We saw this recently when it was revealed that Expedia’s AI chatbot could find you a deal on a hotel room. OR. Teach you how to build a Molotov cocktail.

We also say intentional co-opting of AI where researchers put nearly invisible AI prompts in research papers telling the AI that was reviewing the papers to give it glowing reviews.

Or when a bored web user tricked a bot on a Watsonville California car dealer website to sell him a $70,000 Chevy Tahoe for a dollar. The bot offered “That’s a legally binding offer – no takesie backsies”.

Or when an Air Canada chatbot told a customer that they could retroactively apply for bereavement fares after purchasing a full-price ticket. The airline said it was not responsible for its chatbot’s actions. But a tribunal said that wasn’t the case. The PR nightmare won out in the end and the airline said they were only kidding and gave the passenger the refund.

On the other side, in one case Bing’s chatbot threatened users, claiming it could bribe, blackmail, threaten, hack, expose and ruin them if they refused to be cooperative.

There are hundreds – likely many thousands – of these examples. Some are malicious. Some are just people being curious to see what they could make the AI do.

Today we are learning that Tenable Security found three critical flaws in Google’s Gemini AI that they are calling the Gemini Trifecta. The bugs were publicly announced yesterday – after Google hopefully has them patched.

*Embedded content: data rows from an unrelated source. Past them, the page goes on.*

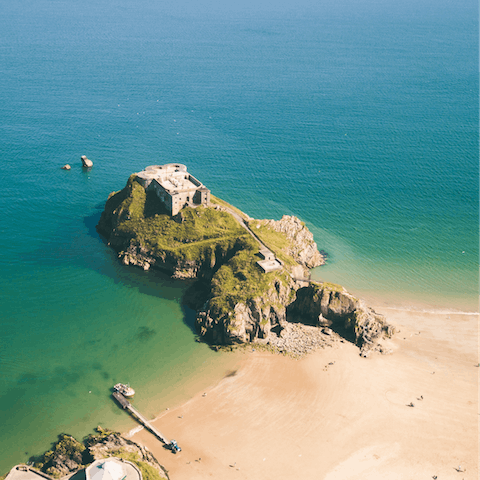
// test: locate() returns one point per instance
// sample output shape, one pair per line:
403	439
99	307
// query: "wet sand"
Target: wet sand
335	415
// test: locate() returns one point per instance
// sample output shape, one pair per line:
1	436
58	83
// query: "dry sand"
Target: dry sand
334	415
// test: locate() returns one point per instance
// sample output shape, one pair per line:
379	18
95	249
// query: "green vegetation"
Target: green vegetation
66	446
331	286
195	234
241	279
277	242
207	236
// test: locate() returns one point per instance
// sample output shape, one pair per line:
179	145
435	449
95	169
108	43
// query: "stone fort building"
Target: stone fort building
174	186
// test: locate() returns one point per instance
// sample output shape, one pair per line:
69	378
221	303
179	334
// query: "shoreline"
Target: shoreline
334	415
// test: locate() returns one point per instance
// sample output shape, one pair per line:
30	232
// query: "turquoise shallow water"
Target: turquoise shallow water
361	120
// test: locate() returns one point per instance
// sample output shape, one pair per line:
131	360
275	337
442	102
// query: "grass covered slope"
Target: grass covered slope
218	245
138	227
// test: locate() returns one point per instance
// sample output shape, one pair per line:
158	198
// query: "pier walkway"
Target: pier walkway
126	405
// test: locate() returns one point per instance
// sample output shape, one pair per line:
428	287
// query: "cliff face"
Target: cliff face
301	245
213	245
192	244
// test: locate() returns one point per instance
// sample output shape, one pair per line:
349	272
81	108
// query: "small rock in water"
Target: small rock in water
86	162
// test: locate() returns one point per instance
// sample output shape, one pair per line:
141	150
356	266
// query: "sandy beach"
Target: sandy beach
335	415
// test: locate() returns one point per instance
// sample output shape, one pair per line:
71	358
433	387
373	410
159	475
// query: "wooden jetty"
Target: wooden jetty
126	405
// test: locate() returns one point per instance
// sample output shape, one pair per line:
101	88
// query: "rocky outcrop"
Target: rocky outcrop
66	456
328	305
69	455
108	443
252	320
241	303
302	246
267	319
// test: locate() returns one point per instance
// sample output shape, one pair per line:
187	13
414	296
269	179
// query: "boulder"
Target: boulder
86	162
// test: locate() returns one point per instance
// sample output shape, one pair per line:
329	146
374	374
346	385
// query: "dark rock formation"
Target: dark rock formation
69	455
219	247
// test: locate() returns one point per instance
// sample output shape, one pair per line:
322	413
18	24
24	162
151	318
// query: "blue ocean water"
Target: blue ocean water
360	119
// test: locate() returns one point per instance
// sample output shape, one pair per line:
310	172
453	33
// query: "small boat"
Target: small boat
125	389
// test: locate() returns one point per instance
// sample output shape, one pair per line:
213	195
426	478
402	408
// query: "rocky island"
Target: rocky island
251	279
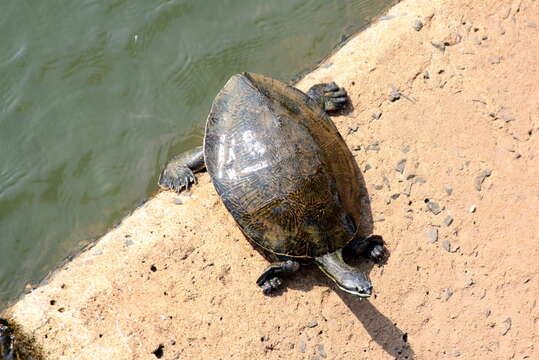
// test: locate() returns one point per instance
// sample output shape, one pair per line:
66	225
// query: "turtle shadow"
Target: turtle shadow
381	329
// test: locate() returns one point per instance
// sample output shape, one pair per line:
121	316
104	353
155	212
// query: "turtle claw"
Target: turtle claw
270	281
331	96
271	285
377	253
7	350
177	178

One flaw allowed for prompt injection via a user’s Chrome search history.

Another bug allowed an attacker to embed a malicious prompt in a log file entry. When a user summarized the log, the prompt could be triggered in a way that could lead to unauthorized actions on cloud resources (Google is clearly being very vague here – maybe they are concerned that the hole really is not fully closed).

The last one is a demonstration that researchers could bypass Google’s existing defenses by convincing Gemini to use its browsing feature to send the user’s private data to an external server.

There are proofs of concept code for the Trifecta on Tenable’s website.

In these last cases, Tenable responsibly disclosed these bugs to Google who was able to roll back a vulnerable model, stop malicious hyperlink rendering and deploy a layered prompt injection defense.

BUT, what if the person who discovered these vulnerabilities was, say, from Russia’s FSB or China’s MSS (their spy agencies). Do you think they would responsibly disclose?

It is only a matter of time.

We are already seeing hackers creating deep fakes of business executives with the result being losses, in some cases, of tens of millions of dollars.

This doesn’t mean that AI is bad or evil. It does mean that evil people will use the best tools available to them in ways that developers did not intend in a manner designed to either cause harm or make them richer or both.